A fala foi interpretada por moradores e lideranças comunitárias como uma tentativa de retirar da administração municipal de Vila Velha a responsabilidade direta por ações de prevenção e mitigação dos impactos das chuvas.
A declaração, no entanto, gerou forte repercussão negativa. Especialistas em drenagem urbana e planejamento territorial ressaltam que, embora a dinâmica hídrica da Região Metropolitana seja interligada, cabe a cada município investir em infraestrutura adequada, manutenção de galerias, limpeza de canais, obras de macrodrenagem e planejamento urbano eficiente para reduzir os efeitos das chuvas intensas.
Moradores de áreas historicamente afetadas afirmam que o discurso não resolve o problema imediato. “Todo ano é a mesma coisa: ruas viram rios, casas são invadidas pela água e ninguém assume a responsabilidade.
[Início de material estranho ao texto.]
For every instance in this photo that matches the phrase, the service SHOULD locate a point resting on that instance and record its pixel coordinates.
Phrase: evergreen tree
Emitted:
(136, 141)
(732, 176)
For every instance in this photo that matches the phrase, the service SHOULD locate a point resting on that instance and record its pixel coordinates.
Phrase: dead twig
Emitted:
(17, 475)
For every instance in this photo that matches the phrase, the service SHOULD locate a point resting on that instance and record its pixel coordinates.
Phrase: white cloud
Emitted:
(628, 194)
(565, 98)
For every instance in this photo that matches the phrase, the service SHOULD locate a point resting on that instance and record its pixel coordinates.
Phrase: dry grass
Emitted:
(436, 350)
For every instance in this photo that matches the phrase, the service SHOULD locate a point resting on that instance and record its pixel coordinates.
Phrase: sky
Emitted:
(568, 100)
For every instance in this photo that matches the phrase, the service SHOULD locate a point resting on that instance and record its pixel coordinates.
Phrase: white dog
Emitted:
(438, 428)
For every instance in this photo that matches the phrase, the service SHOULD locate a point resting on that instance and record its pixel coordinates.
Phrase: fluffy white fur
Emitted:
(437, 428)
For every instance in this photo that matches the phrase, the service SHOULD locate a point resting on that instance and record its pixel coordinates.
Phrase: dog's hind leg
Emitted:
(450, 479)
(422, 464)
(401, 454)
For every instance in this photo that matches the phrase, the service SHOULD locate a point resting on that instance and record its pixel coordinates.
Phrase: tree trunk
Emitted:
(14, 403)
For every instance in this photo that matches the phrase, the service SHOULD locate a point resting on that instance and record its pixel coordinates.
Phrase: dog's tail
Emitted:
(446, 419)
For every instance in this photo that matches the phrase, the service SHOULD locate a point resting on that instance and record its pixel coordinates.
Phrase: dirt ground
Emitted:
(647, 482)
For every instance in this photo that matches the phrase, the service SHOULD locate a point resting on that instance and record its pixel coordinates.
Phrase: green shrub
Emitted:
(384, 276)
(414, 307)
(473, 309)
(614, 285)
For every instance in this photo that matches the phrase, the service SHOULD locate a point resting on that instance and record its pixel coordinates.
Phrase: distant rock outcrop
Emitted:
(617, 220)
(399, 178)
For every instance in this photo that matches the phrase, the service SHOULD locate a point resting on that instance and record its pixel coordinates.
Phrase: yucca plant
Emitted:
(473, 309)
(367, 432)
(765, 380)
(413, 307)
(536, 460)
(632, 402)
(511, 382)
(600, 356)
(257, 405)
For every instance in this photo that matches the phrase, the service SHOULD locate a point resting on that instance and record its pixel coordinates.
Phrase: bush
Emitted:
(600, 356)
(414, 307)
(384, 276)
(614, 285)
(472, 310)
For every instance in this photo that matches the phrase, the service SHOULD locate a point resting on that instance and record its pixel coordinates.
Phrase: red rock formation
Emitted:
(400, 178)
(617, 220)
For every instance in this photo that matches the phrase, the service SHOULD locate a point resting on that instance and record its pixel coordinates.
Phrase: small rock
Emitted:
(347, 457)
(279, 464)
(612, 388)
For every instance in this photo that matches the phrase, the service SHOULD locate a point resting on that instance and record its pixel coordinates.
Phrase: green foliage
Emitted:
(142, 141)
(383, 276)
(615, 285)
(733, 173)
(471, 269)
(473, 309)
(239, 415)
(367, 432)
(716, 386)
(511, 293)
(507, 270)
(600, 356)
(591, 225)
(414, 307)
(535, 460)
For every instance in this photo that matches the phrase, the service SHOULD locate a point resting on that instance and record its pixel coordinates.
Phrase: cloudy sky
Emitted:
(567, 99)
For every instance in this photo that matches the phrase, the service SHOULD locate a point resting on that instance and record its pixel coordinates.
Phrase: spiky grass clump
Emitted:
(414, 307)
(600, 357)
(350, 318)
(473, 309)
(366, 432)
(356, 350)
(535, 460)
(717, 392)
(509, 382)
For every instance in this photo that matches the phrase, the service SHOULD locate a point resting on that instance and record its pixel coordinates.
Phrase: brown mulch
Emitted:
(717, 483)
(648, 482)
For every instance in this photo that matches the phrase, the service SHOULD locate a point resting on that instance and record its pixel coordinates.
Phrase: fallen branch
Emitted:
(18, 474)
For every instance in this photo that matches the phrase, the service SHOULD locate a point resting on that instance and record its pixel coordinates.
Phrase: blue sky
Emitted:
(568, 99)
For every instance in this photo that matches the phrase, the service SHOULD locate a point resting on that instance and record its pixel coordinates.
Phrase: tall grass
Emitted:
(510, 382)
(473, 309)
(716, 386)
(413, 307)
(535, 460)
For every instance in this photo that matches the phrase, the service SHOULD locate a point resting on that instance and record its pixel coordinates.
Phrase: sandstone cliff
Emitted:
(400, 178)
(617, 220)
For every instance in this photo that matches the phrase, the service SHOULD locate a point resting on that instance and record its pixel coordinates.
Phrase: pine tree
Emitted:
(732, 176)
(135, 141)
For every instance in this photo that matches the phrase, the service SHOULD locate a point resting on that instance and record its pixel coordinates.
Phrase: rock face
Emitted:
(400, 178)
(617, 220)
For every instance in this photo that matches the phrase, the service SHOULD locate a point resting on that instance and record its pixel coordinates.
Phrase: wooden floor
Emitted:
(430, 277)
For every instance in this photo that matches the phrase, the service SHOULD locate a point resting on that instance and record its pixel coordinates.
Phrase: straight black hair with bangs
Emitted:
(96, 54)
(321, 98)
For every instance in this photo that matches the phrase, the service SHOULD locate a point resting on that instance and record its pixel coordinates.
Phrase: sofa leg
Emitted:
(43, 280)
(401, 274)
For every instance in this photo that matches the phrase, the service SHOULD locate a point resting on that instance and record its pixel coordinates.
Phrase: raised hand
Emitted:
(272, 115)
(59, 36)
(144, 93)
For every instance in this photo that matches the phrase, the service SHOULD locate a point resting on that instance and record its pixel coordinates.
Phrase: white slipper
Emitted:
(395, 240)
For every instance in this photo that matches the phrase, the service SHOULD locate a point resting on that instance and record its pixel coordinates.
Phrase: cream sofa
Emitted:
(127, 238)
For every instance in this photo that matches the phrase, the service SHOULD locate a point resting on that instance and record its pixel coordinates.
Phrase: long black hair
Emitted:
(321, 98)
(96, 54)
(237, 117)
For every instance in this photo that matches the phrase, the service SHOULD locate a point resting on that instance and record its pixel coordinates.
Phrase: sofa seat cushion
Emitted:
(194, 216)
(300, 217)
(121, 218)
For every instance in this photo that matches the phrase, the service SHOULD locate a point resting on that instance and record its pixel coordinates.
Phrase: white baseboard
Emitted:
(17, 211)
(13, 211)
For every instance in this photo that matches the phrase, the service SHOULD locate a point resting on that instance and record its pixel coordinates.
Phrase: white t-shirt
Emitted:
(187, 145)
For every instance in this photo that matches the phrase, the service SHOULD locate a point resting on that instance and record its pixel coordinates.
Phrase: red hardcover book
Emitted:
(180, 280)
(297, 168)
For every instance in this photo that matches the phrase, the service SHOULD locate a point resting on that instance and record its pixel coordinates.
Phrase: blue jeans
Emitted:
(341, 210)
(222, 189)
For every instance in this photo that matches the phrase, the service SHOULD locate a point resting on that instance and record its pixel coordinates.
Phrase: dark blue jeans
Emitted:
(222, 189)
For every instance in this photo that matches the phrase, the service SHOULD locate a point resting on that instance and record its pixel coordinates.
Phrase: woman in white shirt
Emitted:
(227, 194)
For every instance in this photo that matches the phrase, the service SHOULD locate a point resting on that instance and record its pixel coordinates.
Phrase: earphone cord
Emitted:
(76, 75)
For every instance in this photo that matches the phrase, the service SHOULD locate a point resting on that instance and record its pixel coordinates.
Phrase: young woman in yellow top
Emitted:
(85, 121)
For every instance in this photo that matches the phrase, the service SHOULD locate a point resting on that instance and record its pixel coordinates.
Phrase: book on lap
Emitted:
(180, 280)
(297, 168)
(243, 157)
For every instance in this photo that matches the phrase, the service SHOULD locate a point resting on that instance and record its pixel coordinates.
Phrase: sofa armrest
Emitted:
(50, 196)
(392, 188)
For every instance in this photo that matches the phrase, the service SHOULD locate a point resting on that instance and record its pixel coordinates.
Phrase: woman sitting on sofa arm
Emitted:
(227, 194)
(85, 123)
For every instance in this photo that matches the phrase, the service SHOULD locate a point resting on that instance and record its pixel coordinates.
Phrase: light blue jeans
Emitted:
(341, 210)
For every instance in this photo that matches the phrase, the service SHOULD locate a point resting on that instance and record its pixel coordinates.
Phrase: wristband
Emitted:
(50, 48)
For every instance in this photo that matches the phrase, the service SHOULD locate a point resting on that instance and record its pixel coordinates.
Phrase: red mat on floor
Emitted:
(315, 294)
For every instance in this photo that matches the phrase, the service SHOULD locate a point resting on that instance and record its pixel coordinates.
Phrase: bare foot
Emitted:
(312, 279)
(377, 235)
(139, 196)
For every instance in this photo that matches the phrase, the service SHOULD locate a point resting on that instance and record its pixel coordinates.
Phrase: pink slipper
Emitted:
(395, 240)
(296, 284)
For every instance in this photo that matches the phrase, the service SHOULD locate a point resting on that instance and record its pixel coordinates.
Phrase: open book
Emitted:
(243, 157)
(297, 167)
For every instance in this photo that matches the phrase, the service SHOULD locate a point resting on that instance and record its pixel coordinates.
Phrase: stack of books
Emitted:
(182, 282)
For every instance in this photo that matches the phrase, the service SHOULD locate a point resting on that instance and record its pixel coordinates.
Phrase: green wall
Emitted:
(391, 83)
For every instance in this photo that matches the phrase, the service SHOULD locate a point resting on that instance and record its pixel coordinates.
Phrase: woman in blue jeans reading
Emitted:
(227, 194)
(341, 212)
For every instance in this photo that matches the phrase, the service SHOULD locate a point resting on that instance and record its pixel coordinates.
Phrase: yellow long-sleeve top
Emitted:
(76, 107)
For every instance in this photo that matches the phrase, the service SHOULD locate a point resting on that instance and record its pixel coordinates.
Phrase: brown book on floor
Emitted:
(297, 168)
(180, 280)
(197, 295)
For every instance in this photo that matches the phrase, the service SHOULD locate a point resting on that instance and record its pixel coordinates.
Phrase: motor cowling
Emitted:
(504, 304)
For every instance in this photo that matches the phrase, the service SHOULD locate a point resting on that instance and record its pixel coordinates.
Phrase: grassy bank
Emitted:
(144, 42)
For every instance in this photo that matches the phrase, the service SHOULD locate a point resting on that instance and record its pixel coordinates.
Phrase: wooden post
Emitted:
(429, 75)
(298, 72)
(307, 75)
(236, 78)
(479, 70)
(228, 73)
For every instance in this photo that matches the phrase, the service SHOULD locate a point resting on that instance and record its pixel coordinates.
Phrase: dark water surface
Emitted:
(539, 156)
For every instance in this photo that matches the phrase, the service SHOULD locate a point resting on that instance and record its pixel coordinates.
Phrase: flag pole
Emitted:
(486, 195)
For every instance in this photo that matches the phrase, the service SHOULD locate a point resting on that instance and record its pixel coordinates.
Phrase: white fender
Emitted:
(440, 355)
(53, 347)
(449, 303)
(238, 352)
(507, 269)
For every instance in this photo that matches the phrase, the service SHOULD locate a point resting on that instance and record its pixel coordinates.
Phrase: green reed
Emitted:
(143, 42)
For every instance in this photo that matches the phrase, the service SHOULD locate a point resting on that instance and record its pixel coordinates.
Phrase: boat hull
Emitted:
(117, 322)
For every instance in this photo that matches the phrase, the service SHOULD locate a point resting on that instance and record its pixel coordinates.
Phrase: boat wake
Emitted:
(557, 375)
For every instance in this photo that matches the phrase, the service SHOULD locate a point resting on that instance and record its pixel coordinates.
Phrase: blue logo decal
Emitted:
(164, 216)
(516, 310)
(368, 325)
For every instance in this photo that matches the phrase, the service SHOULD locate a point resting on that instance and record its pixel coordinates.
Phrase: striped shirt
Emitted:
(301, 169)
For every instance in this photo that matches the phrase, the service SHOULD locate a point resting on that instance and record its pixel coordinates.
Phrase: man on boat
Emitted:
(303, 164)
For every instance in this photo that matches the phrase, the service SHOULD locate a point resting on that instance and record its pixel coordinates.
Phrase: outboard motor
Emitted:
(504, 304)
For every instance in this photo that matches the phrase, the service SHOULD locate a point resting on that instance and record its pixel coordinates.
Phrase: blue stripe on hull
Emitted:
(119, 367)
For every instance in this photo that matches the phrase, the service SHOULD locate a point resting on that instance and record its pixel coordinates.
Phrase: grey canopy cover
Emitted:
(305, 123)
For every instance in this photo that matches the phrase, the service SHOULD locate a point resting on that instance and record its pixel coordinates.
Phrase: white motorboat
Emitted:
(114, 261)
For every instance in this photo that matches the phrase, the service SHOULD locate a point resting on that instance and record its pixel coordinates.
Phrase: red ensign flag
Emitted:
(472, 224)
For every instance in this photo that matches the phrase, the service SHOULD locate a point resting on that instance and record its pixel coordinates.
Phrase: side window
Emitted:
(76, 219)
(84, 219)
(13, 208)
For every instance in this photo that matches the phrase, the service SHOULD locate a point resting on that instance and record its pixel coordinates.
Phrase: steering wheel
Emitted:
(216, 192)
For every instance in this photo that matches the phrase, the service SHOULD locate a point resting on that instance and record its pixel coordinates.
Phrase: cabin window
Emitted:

Jogar a culpa para outras cidades não diminui nosso sofrimento”, relatou um comerciante de bairro alagado.
Prefeituras vizinhas ainda não se manifestaram oficialmente sobre a declaração. Enquanto isso, a população cobra soluções concretas, ações integradas entre os municípios da Grande Vitória e, principalmente, uma postura mais proativa da gestão de Vila Velha para enfrentar um problema que se repete a cada período de chuvas fortes.
A expectativa é de que, diante da repercussão, a prefeitura apresente medidas efetivas e um plano claro para amenizar os impactos dos alagamentos, evitando que o debate fique restrito à troca de responsabilidades entre administrações municipais.